14 DAY TRIAL // Named after a mythical Phoenician noblewoman, Jupiter's sixth moon, Europa, may be among the safest bets in the solar system, in terms of having the ability to sustain life as we know it, astronomers have recently announced. In the investigations, the experts determined that the massive ocean of liquid water that was flowing underneath the moon's crust might have sufficient amounts of oxygen to allow for the basic processes related to primordial life to take place, Space reports.
In spite of promising results obtained through observations of other celestial bodies in the solar system, such as the moon Enceladus, Europa has always remained the best bet for finding life on another celestial body except the Earth. Its ocean is estimated to flow several miles beneath its crust, but scientists argue that it may be sufficiently developed to allow for basic microorganisms to exist. Naturally, organisms powered by exotic chemical reactions involving sulfur and methane are possible, but highly unlikely.

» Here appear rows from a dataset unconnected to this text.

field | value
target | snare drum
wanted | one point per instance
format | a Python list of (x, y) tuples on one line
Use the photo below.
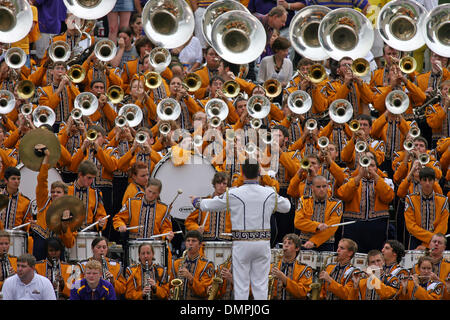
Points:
[(411, 258), (310, 258), (159, 256), (82, 249), (360, 261), (217, 251), (18, 242)]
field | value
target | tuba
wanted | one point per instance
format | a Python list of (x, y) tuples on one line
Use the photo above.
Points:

Because the moon is completely covered in oceans, its volume of water may, in fact, be twice as large as that of all our planet's oceans combined. It may be that oxygen forms underground due to large-scale interactions between the water molecules and high-energy photons emanating from the Sun. Ensuing chemical reactions could result in other types of elementary particles and in oxygen, planetary scientists believe. Another peculiarity that Europa has is the fact that its surface is only 50 million years old, which is very little by geological standards. The surface is also in a constant state of renewal.
University of Arizona in Tucson (UAT) expert Richard Greenberg spent a large amount of time studying the surface of Jupiter's satellite, in an attempt to determine whether oxygen indeed existed and in what concentrations. Using estimative models, he determined that the rate of oxygenation in Europa's underground could exceed that of the Earth's waters within only a few million years, He also determined that oxygen concentrations might already be sufficiently large to allow for the existence of more complex lifeforms than bacteria.